Outcome: The amount of time and effort lost on fixing this have put the business out of focus for 3 months. That ultimately led to losing an important customer due to their failure to implement the requested improvements on time. So the takeaway for me was that infrastructure mistakes can have far-reaching consequences beyond just financial costs, as they can also be disrupting the executives and developers and divert attention from critical moments when they should be concentrating on the product.
So what to do to avoid this in future?
There are many advises and best practices, but here are some very important ones that could be easily taken care now.
- Never host any resources in your AWS root account, always divide your AWS accounts to Management, Dev, Prod, Sandbox, etc
- Configure secure access. Have an SSO for providing access to your cloud accounts, and avoid using username/password authentication.
- Don’t rely on credits, that’s a trap! Credits are going to over one day and better to be ready to it. So you would really want to monitor your costs right away with easy to setup tooling. Cloudchipr can help here and I can personally help you to setup the right guardrails for free.

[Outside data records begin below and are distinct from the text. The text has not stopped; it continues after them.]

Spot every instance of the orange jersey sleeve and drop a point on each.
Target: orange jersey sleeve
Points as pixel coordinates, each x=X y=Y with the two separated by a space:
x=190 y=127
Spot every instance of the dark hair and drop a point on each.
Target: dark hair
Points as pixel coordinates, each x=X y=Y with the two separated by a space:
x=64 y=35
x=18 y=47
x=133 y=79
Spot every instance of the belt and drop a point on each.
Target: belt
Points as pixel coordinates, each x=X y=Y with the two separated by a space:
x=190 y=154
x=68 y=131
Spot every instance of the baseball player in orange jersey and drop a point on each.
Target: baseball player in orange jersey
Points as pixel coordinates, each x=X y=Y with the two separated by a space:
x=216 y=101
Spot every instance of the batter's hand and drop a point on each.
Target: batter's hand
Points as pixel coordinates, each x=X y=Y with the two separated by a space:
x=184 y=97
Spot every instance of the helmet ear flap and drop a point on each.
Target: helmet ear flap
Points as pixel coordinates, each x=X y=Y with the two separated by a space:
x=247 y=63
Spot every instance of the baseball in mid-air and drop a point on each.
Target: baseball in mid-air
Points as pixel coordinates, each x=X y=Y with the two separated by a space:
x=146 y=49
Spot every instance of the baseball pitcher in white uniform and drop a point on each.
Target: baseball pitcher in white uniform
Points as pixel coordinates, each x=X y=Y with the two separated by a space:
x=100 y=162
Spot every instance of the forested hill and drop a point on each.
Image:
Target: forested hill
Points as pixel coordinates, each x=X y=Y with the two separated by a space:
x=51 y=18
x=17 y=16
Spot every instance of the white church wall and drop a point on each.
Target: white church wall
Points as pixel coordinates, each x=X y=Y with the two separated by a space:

- Automatically enforce tagging best practices. Here is a Tagging Best Practices doc by AWS which describes some of the approaches. You should have something similar in your company wiki and again you should use an easy to integrate tool which will at least drop you a slack message when someone creates a resources without the mandatory tags.
- Make sure that every resource is tagged by its owner. If an employee leaves the company, make sure that there is someone who takes over from them all the cloud resources. Have an automation workflow which will notify you when there are resources left by the former employees.
- Don’t use spot instances unless you completely don’t care if the resource will go down anytime. Keep in mind that spot instances can be time consuming to manage, so you better save time for your engineers rather than money on the cloud during your growth stage. So it’s worth using spot when you really don’t loose any second when the resource goes down, otherwise better to use a right size of an on demand resource.
- Do serverless (Kubernetes) as much as it’s possible. Sometimes engineers debate that Kubernetes is an overkill, however it simplifies a lot and keeps your stack pretty standard. Standard stack has a lot of cost and time benefits. For example it’s easier to find a talent with the right expertise when you have standard stack in your job posting requirements.
- Be Multi-cloud and have a Cloud Agnostic architecture. Don’t bind your application architecture to any of the clouds. In this way you’ll always have more flexibility when it comes to scale and grow.